All of the type classes that I've come across, I think have had laws that establish symmetries by specifying equations. I was wondering though if there are any prominent theoretical or even practical examples of type classes that establish asymmetries, i.e. ones that demand the lack of symmetry? By e.g. specifying <expr1> /= <expr2> or <, or not somePredicate(a, b).
I understand that inequality can be expressed as an equality with a free variable, i.e. a > b = a + k = b etc, but I'm thinking the introduction of free variables itself might align with my idea of enforced asymmetry.
What would be the (theoretical) applications of such law? And are there any (runnable) examples of this?
Alternatively: if this can't be considered Haskell enough to be on SO, should this go on CS or CSTheory?

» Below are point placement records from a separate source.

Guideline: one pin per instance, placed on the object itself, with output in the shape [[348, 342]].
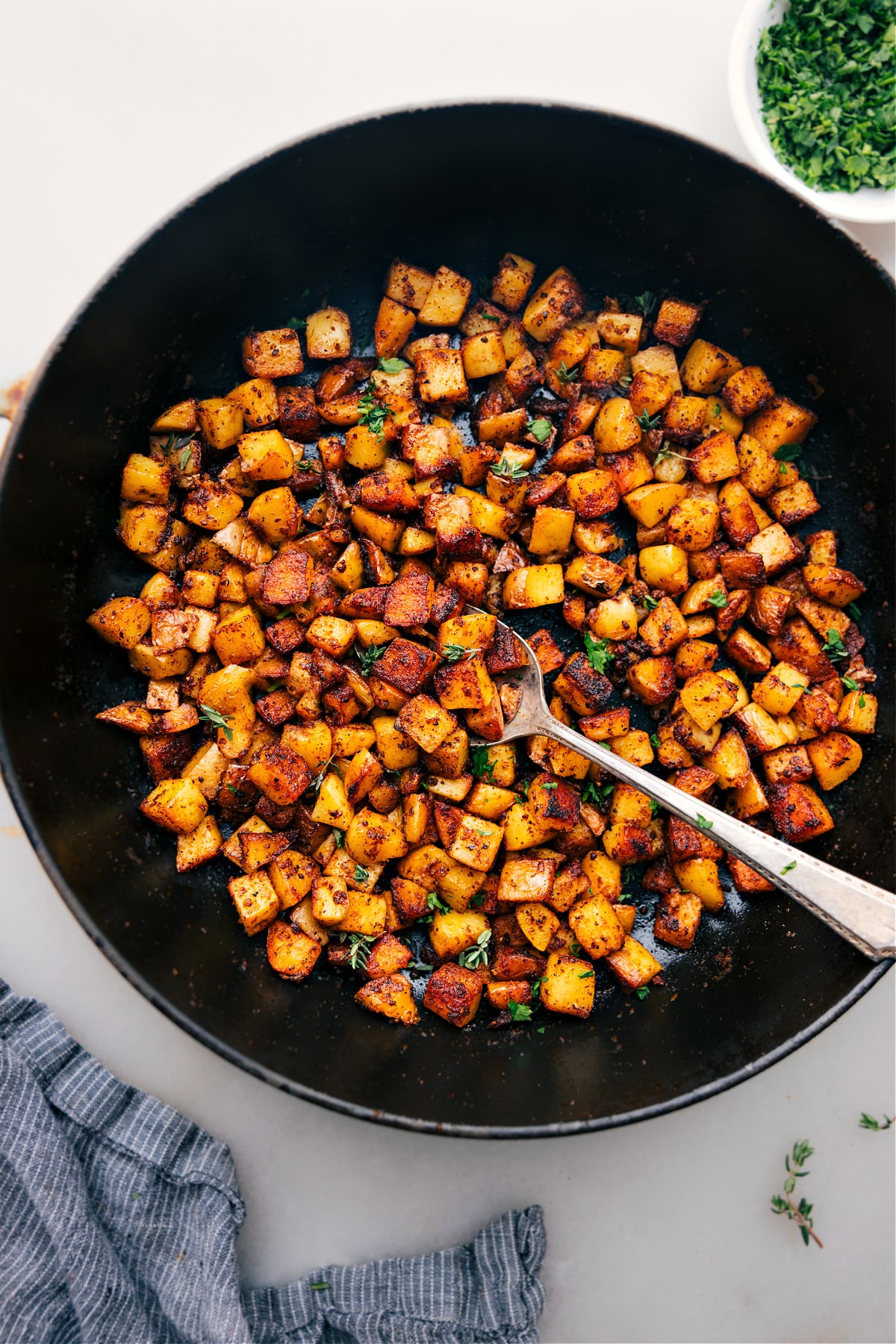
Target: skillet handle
[[862, 914]]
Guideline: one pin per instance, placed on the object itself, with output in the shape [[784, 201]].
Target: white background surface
[[111, 113]]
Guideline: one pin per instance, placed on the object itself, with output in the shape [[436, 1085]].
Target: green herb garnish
[[370, 656], [220, 721], [835, 647], [600, 652], [801, 1214], [825, 78], [454, 652], [566, 376], [479, 953], [539, 429], [669, 452], [649, 423], [509, 470], [359, 945], [374, 414], [480, 764], [869, 1122]]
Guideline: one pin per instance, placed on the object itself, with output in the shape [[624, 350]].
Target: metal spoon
[[862, 913]]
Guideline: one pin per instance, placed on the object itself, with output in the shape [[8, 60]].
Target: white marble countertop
[[113, 113]]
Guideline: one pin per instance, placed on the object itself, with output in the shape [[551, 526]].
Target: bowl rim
[[868, 206], [235, 1057]]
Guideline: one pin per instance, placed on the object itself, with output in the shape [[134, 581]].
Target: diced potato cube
[[290, 952], [292, 875], [476, 843], [457, 930], [328, 334], [376, 838], [366, 914], [332, 806], [677, 918], [676, 322], [255, 900], [857, 712], [835, 757], [122, 621], [454, 994], [199, 846], [664, 567], [798, 812], [273, 354], [527, 878], [780, 688], [595, 925], [707, 698], [390, 996], [535, 585], [567, 986], [447, 299], [556, 302], [512, 282], [176, 806]]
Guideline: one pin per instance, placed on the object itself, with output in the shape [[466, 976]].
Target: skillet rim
[[120, 962]]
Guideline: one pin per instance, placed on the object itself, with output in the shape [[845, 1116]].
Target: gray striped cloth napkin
[[119, 1221]]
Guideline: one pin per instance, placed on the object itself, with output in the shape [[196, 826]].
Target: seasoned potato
[[320, 692]]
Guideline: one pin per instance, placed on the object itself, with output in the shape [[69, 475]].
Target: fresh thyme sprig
[[801, 1213], [649, 423], [359, 949], [220, 721], [480, 764], [597, 793], [479, 953], [454, 652], [367, 658], [835, 647], [665, 452], [374, 414], [600, 652], [539, 429], [435, 903], [566, 376], [183, 445], [869, 1122], [509, 470]]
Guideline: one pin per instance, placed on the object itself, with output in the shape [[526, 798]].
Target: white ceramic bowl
[[868, 205]]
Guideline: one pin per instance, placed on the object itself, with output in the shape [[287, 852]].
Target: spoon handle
[[862, 914]]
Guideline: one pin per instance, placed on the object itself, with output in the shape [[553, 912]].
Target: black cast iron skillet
[[628, 208]]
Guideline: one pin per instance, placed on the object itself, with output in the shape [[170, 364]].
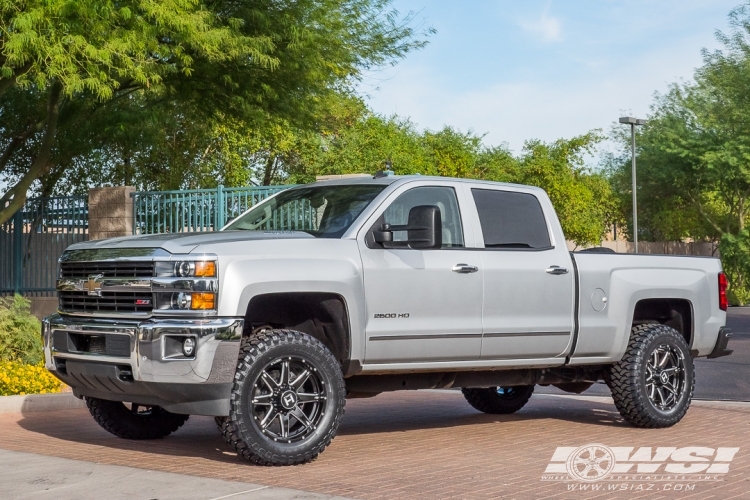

Algebraic laws in general typically are only specified in terms of equational identities, and not not disequalities. The standpoint to think about this is model theory. A theory can be thought of as 1) a collection of symbols, of different arities, so that sentences can be constructed from them (i.e. of arity 0 we might have sequences of numerals, of arity 1 we have negation, and of arity two we have addition) and 2) a set of equations that provide relations between sentences constructed from such signatures.
This lets us describe things like various arithmetic theories, groups, rings, modules, etc.
Now a model of a theory is a set of concrete assignments of mathematical objects (numbers, functions, etc) to the elements of the signature, such that the translation of sentences into the elements of the model respects these equations.
Categorically, we often think of a theory as a special sort of category of all possible sentences generated by the signature. The arrows in this category are implication -- sentences which may be generated from others by application of the equational identities. This in turn induces equivalences between all sentences which are the same under the application of the equational identities (this yields the "generators and relations" approach). And in turn, a model is simply a functor from this theory to any other category, though typically Set.
This yields a very nice adjunction between syntax and semantics. The greater the collection of sentences you want to model, the fewer the models you can get, and the more models you have, the smaller the set of sentences that will be satisfied by all of them. (Here I am only sketching the idea rather than filling in lots of important details).
In any case, one consequence of this that people tend to ignore, but that really pays off, is that in such a setting you want a "terminal model" that is the least among all models, just as you want an "initial theory" that admits all models. The terminal (aka trivial) model is the functor that sends everything in the theory to the empty set and maps on the empty set. Lots of very nice properties emerge when you have such things. But note -- to have such things, you must only have equational identities and not "disidentities." Such theories are called Algebraic Theories.
What does this all have to do with Haskell? Well, we can think of the signatures of typeclasses exactly as signatures of algebraic theories, and the laws of them as the equations of such theories. And that's generally how typeclasses are used in Haskell and why they were introduced -- to suit these sorts of situations.
But of course we don't have to do this -- we can have whatever laws we want. But we lose all sorts of nice properties along the way -- and often in fact find that disequalities mean our theory will have very few models, and with weird structure relating them. Since typeclasses are intended to capture common structure between various things, and since non-algebraic theories tend to fix unique(ish) models, then it turns out it is rarely the case that we would want to use disequality relations in typeclass laws. And indeed I can't think of any examples where I've seen it come up.
Here's another way to think of it -- consider a theory with equalities and disequalities both, and then eliminate the disequalities. What remains still admits all the prior models, but also may have a bunch of "unintended" ones. So we don't gain additional reasoning in terms of rewrites -- we just have certain models that are a priori excluded. Furthermore, when one wishes to rule out "unintended" models this is usually because we want to fix a particular "intended" one. And if we want to fix a particular intended model, the question immediately arises -- why not just use that concrete structure, instead of the more general typeclass?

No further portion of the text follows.